Последнее возлияние

Свеча догорала, бросая длинные тени на стены комнаты, где мы с Глебом Игнатьевичем сидели у старого дубового стола. Двадцать лет наша дружба текла как река — то спокойно, то бурно, но всегда вместе. И всегда с бутылкой между нами.

В тот вечер я заметил, как после третьей рюмки лицо Глеба Игнатьевича изменилось. Так бывало всегда — глаза темнели, голос грубел.

— Чёрт возьми, Авксентий, — прохрипел он, стукнув стаканом по столу, — всю эту шваль к стенке бы поставить! Каждого! До последнего мерзавца!

Я кивнул по привычке. Но внутри что-то оборвалось.

Ночью перед этим я видел сон. Мы сидели в тёмной комнате, а за решётчатым забором бродили люди. Вдруг закричала женщина: «Убийцы! Убили!» Я увидел тело на земле. Это был Глеб Игнатьевич. Проснулся я в холодном поту, с тяжестью на сердце.

— Слушай-ка, брат Авксентий, — рассмеялся Глеб, раскачиваясь на стуле и расплёскивая вино, — помнишь ту ночь у Смирновых? Как нас участковый Петров волок в кутузку? А ты ему всё: «Позвольте объясниться, господин сержант!» — он захохотал, запрокинув голову. — В субботу повторим, а? Что скажешь? Душа просит праздника!

Я коснулся шрама на подбородке. Три шва и выговор на работе. А сколько ещё было таких ночей? Мы то дрались с незнакомцами, то просыпались в казённых стенах, то клялись друг другу в вечной дружбе, чтобы наутро забыть слова, но помнить стыд.

Трезвый Глеб Игнатьевич мог часами рассуждать о Достоевском, помогал соседской старушке носить воду, дарил бездомным тёплые вещи. Но стоило водке коснуться его губ — и свет в его глазах сменялся тьмой.

Я смотрел, как вино колыхалось в его стакане, красное, как кровь из моего сна.

— Нет, Глеб, — слова вырвались сами. — Я… я больше не буду с тобой пить. Никогда.

Время остановилось. Капли дождя за окном стучали, отсчитывая секунды тишины.
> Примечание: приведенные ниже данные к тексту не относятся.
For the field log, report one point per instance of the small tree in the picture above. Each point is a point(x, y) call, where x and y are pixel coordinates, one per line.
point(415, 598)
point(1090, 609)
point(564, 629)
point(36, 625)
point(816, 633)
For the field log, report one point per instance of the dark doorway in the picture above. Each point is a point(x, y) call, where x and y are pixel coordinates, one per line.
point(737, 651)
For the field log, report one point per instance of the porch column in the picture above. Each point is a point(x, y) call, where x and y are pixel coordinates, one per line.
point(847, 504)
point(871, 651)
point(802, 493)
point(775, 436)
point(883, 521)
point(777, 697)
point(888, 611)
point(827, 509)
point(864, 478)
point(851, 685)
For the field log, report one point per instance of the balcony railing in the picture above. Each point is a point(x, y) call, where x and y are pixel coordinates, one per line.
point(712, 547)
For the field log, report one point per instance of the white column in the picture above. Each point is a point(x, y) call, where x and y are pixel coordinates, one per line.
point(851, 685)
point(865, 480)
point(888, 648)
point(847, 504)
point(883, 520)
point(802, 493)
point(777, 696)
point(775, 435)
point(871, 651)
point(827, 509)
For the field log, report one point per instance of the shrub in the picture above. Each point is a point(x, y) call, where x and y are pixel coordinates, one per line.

— Вот как? — его глаза сузились, а голос упал до шёпота. — Предательство, значит? Двадцать лет, и вдруг… — он щёлкнул пальцами. — Что ж, и ты туда же. Все одинаковы, все…

Я молчал. Разве объяснишь реке, что не хочешь утонуть? Разве растолкуешь огню, что боишься обжечься?

Глеб Игнатьевич поднялся тяжело, как старик. Его тень на стене казалась чужой. Он шагнул к двери, но на пороге замер. Обернулся. И вдруг — как луч сквозь тучи — его глаза прояснились.

— Знаешь, Авксентий Иулианович, — произнёс он неожиданно ясным голосом, словно и не пил вовсе, — возможно, ты… ты прав. Давно следовало это сказать… кому-то из нас.

Дверь закрылась. Я сидел один в пустой комнате. Раньше бы я чувствовал себя предателем. Но теперь понимал: когда видишь друга, идущего к обрыву, верность не в том, чтобы идти рядом до конца.

Иногда любить — значит остановиться и сказать: «Дальше я не пойду». И надеяться, что друг однажды повернёт назад.

Я задул свечу. В тёмноте яснее видны звёзды.